Exactly. An agent will say, ‘well of course, I would never tell you to lose weight, but this designer does like the really thin girls…’ Also, these girls have eyes! They’re standing in rooms full of competitors, and they know the only thing they can control is how much they eat. It’s deeply, deeply toxic. I don’t want to clobber the industry though, and things are changing. Girls on the runway are looking healthier; New York and Paris brought in new regulations around health and BMI, and Kering banned girls under 18 from the runway. These are all steps in the right direction.
You reference the Rana Plaza disaster; was it important for you to raise awareness of that amongst your YA audience?
The Coda factory burning down was going to be a larger storyline. The plot initially ended with Jana going to Bangladesh for a documentary about garment workers, but my editor rightly pointed out that I had already so many issues, and that the storyline could read as a white saviour narrative. There’s also the issue that if we move garment industries out of developing countries entirely, their infrastructures will crumble. It’s an incredibly complicated issue, and one book can’t do everything.

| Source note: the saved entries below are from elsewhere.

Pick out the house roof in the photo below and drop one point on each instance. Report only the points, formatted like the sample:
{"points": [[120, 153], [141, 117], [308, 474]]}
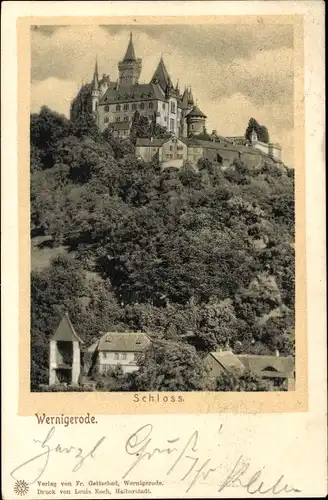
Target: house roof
{"points": [[258, 364], [118, 342], [65, 331], [132, 93], [228, 361], [150, 142], [274, 366], [130, 53], [121, 125], [196, 112]]}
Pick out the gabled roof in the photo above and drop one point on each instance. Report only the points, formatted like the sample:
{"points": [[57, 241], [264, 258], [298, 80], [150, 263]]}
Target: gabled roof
{"points": [[161, 75], [121, 342], [121, 125], [228, 361], [196, 112], [130, 53], [150, 142], [132, 93], [65, 331], [276, 364]]}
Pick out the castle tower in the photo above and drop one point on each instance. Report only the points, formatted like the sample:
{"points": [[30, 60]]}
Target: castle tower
{"points": [[162, 76], [190, 99], [130, 68], [196, 121], [65, 356], [95, 91]]}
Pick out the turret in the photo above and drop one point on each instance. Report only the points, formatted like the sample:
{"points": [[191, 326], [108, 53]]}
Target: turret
{"points": [[130, 67], [190, 98], [196, 121], [95, 91]]}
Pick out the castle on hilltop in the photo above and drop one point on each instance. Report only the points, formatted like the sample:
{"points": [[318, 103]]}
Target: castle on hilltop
{"points": [[114, 105]]}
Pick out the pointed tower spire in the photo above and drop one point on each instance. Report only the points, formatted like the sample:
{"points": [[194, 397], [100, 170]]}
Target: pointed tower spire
{"points": [[185, 99], [95, 81], [161, 75], [130, 53], [190, 97]]}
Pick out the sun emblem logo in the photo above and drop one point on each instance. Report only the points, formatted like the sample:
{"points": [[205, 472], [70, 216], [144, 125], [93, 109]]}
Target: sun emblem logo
{"points": [[21, 487]]}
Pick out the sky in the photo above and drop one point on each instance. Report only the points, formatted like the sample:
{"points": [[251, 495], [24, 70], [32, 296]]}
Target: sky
{"points": [[235, 71]]}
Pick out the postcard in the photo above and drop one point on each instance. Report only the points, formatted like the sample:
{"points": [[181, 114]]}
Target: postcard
{"points": [[163, 250]]}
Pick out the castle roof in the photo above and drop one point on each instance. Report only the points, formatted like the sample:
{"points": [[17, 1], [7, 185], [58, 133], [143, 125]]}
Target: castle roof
{"points": [[65, 331], [161, 75], [121, 342], [130, 53], [137, 92], [196, 112]]}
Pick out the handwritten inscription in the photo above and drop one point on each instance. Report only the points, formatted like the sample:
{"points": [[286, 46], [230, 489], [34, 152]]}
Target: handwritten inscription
{"points": [[183, 457], [139, 445], [43, 458]]}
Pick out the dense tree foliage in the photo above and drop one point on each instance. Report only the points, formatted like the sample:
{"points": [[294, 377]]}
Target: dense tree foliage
{"points": [[200, 259]]}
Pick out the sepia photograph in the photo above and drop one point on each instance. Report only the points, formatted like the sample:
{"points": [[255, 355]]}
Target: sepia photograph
{"points": [[162, 220]]}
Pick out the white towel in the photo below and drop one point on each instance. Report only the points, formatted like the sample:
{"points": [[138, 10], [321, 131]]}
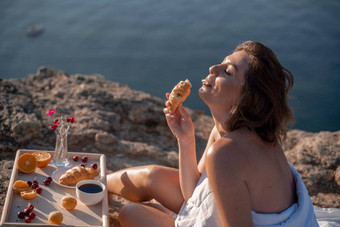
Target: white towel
{"points": [[201, 210], [327, 217]]}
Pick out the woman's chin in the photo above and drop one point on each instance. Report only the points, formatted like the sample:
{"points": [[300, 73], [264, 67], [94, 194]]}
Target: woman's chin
{"points": [[203, 93]]}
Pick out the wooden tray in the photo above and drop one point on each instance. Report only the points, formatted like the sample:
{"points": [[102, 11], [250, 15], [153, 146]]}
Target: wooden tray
{"points": [[50, 198]]}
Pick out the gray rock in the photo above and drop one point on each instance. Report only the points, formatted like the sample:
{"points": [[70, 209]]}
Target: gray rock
{"points": [[130, 128]]}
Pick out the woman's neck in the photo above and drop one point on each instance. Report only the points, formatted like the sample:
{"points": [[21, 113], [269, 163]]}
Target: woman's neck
{"points": [[220, 118]]}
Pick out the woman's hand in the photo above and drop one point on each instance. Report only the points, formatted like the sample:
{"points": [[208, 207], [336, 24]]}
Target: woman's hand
{"points": [[179, 121]]}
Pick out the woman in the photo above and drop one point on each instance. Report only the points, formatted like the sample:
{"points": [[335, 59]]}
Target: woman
{"points": [[243, 177]]}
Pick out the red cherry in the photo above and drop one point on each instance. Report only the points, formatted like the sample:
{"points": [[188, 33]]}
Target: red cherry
{"points": [[38, 190], [28, 220], [30, 207], [35, 186], [27, 211], [21, 214], [32, 215], [84, 158], [94, 166]]}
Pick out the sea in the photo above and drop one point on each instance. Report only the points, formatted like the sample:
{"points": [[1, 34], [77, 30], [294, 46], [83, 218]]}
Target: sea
{"points": [[150, 45]]}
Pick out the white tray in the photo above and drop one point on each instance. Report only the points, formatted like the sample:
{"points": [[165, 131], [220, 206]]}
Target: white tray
{"points": [[50, 198]]}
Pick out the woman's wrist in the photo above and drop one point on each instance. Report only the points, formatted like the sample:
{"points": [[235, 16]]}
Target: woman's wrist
{"points": [[185, 141]]}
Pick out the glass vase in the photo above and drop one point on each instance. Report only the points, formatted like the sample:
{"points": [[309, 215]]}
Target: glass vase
{"points": [[60, 158]]}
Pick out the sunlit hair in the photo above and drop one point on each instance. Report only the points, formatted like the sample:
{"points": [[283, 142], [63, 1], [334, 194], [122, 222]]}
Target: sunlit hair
{"points": [[263, 105]]}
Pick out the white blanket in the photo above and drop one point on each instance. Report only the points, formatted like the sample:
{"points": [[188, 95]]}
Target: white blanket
{"points": [[327, 217]]}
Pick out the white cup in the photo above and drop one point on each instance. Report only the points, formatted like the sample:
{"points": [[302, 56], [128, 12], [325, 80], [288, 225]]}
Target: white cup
{"points": [[89, 198]]}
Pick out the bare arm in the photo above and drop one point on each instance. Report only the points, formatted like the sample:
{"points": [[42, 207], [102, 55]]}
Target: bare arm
{"points": [[182, 127], [225, 168]]}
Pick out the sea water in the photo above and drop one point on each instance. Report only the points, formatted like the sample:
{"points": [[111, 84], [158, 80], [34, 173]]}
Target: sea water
{"points": [[151, 45]]}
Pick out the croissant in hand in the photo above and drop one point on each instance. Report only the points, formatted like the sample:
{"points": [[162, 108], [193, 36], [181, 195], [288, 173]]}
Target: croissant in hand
{"points": [[76, 174]]}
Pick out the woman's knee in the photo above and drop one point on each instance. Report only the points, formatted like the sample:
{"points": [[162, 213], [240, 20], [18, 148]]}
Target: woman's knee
{"points": [[127, 214], [156, 174]]}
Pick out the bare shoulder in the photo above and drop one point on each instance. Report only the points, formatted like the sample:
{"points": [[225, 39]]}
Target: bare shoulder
{"points": [[230, 152], [226, 160]]}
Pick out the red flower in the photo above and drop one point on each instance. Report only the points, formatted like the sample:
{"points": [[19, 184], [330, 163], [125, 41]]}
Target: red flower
{"points": [[51, 112], [70, 120]]}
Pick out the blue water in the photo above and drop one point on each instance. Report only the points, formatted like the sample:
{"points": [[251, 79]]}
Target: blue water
{"points": [[151, 45]]}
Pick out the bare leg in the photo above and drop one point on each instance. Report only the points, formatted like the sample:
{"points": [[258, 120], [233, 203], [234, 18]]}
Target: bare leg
{"points": [[139, 214], [144, 183]]}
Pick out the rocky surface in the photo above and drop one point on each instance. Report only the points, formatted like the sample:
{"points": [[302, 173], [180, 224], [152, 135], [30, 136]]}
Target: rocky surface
{"points": [[130, 128]]}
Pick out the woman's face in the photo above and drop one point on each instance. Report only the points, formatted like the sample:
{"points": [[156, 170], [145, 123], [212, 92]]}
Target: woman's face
{"points": [[222, 87]]}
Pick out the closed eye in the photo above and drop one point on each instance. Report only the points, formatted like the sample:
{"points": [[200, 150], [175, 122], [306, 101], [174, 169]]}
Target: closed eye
{"points": [[227, 72]]}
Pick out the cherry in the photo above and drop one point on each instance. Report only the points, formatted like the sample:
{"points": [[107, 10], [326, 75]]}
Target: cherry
{"points": [[84, 158], [30, 207], [21, 214], [38, 190], [94, 166], [32, 215], [27, 211], [75, 158], [47, 182], [28, 220]]}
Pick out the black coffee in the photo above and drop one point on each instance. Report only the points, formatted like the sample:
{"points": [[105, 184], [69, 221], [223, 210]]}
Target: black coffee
{"points": [[90, 188]]}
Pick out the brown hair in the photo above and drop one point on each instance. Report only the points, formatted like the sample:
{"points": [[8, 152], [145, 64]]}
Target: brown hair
{"points": [[263, 105]]}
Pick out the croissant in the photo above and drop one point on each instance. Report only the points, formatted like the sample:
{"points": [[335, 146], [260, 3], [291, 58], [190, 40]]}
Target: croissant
{"points": [[179, 93], [76, 174]]}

Without going into too much detail, there’s also another storyline which touches on the normalisation of self-medication.
Well, I do love a regional news program – my local is currently obsessed with The Xanax Epidemic, because it’s treated as so normal in the USA. But it’s being used recreationally in the UK in a very different way – it’s an anti-anxiety medication which isn’t cleared for use, and I’m sure that’s with good reason. Jana spends a lot of time in New York, so it was a no-brainer to think she would be offered it. It wasn’t so much about making addiction a central theme of the book – as it was in my previous novel, Clean – it was more about signalling this drip-feed decline in her life.

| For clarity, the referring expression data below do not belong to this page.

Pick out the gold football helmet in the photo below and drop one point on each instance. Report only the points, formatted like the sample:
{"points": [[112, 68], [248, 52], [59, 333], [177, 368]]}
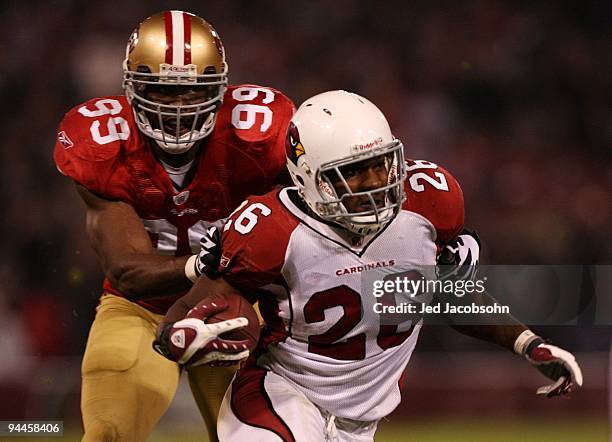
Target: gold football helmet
{"points": [[175, 76]]}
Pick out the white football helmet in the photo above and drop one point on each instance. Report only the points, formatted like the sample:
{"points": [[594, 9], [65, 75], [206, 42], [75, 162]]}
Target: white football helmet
{"points": [[171, 53], [330, 131]]}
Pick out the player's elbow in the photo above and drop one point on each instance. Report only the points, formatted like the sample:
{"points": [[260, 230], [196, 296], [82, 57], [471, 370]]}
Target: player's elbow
{"points": [[124, 280]]}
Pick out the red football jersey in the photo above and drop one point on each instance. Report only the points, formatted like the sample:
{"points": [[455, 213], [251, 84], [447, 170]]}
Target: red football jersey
{"points": [[100, 147]]}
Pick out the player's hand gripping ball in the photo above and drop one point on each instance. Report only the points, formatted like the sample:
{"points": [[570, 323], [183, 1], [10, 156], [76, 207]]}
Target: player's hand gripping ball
{"points": [[219, 330]]}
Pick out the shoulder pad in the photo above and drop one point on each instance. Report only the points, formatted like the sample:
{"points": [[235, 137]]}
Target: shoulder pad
{"points": [[434, 193], [254, 241], [90, 138]]}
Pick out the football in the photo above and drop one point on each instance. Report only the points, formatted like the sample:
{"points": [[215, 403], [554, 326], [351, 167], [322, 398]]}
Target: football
{"points": [[237, 307]]}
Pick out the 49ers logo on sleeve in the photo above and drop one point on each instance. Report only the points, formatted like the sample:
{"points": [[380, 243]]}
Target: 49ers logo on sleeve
{"points": [[293, 145], [63, 139]]}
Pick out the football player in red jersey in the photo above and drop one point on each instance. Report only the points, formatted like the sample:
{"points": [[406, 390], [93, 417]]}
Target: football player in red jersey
{"points": [[328, 366], [155, 169]]}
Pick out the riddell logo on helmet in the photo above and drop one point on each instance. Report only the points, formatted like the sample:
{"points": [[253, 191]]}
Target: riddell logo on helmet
{"points": [[378, 142]]}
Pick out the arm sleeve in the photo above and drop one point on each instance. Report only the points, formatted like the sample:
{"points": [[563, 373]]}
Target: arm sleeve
{"points": [[434, 193]]}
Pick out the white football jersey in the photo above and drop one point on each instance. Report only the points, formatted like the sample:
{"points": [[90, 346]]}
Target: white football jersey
{"points": [[315, 293]]}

And it is gradual – The Devil Wears Prada portrays the fashion downfall as so swift, and so extreme.
Ugh, The Devil Wears Prada – the only thing she needed to get rid of was the boyfriend! That film makes me so cross, it’s almost like she’s better off with Miranda Priestly than this coercive, controlling partner. The film should have ended with Andy saying: ‘I hate this job, and I hate you – fuck you. I’m off to start my own publicity firm… BYEEEE!’

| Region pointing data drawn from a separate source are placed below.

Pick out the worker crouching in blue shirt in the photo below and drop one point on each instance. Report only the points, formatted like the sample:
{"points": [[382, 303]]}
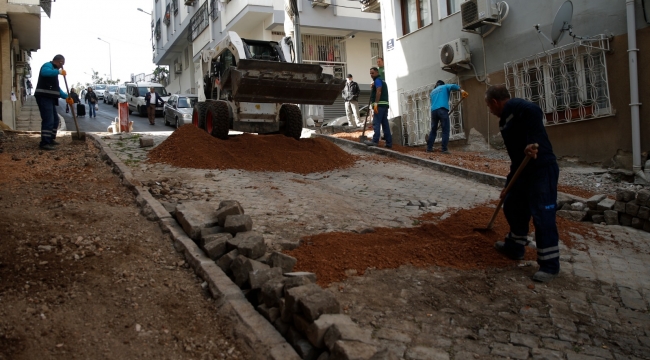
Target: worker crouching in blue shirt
{"points": [[47, 96], [534, 193]]}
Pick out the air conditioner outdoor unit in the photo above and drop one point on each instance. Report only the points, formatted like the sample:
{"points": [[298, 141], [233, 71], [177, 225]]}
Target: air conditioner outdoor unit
{"points": [[455, 54], [323, 3], [475, 12]]}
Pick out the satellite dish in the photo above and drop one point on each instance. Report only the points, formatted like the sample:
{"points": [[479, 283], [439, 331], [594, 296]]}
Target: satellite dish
{"points": [[562, 22]]}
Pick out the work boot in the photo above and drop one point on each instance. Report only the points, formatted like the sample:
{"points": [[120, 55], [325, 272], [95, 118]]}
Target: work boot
{"points": [[542, 276], [500, 246]]}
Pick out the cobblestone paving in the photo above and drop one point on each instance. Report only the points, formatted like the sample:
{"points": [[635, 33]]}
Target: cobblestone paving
{"points": [[597, 309]]}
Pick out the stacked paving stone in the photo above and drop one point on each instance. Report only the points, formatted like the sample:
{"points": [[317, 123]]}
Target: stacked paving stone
{"points": [[629, 209], [304, 313]]}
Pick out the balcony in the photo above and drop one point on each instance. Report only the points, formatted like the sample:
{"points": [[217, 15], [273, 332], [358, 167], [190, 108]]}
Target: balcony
{"points": [[372, 6]]}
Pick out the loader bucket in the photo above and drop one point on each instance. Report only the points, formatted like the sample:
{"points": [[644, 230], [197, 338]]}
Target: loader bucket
{"points": [[278, 82]]}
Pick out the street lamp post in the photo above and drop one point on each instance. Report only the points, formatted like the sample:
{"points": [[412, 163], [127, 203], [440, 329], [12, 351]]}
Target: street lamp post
{"points": [[110, 60]]}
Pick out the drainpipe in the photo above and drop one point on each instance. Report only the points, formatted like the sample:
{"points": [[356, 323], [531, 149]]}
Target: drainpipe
{"points": [[634, 91]]}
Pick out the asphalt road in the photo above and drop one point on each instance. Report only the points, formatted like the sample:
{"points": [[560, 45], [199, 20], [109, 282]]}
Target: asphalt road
{"points": [[105, 115]]}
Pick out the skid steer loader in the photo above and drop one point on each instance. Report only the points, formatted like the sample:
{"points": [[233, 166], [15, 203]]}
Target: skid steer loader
{"points": [[252, 86]]}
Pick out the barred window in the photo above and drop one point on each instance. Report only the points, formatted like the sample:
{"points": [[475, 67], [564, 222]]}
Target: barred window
{"points": [[568, 83]]}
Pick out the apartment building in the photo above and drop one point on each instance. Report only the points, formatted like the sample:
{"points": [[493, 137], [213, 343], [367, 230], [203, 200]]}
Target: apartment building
{"points": [[581, 83], [335, 34], [20, 34]]}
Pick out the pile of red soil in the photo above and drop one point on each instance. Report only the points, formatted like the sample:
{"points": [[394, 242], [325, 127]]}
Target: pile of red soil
{"points": [[452, 242], [190, 147]]}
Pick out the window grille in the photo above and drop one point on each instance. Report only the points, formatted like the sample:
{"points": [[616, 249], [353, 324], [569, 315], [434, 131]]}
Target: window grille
{"points": [[416, 115], [568, 83], [214, 10], [325, 51], [198, 23], [376, 51]]}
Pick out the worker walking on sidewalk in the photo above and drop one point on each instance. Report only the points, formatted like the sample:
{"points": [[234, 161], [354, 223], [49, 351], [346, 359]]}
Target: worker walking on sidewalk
{"points": [[379, 99], [534, 194], [440, 114], [47, 96], [350, 94]]}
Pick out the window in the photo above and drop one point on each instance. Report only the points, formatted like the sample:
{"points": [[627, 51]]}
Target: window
{"points": [[448, 7], [570, 84], [415, 14]]}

You said that fashion played a formative role for you, so there is a sense of you digging into the industry without scapegoating it. Was there a sense of almost offering readers a guide to deal with it?Well, the best scene in The Devil Wears Prada is the ‘you think this has nothing to do with you’ monologue. In that sense, I hope that my book encourages people to question and address it, because it is something we all interact with and its issues are very much feminist issues – the vast majority of its global workers are women. It’s about recognising where we sit within this strange hierarchy of privilege and acknowledging that we’re all up to our eyeballs in fashion – what can we do?
From a sustainability standpoint, what can we do?
People say: ‘buy one Vivienne Westwood piece, it’ll last you 20 years.’ Sure, if you’re rich! I try to buy as much vintage as possible; if you’re buying high-street, look after your clothes and wash them well. Get them mended, or donate them to a charity shop so they can have a whole new life.
And from a more general perspective?
I’ve been approached for three different Pride campaigns this year, but because they’re all fast fashion I turned them down. LGBTQ people can thrive in the fashion industry, and we are seeing the likes of Edward Enninful make efforts to make Vogue more diverse, and brands more generally use a broader range of models. That’s great, but none of this should be about tokenising – what’s the point in using one trans model every few seasons, or manufacturing your Pride collections in countries where gay people can be stoned to death? These positive steps are important, but they’re part of a much bigger picture.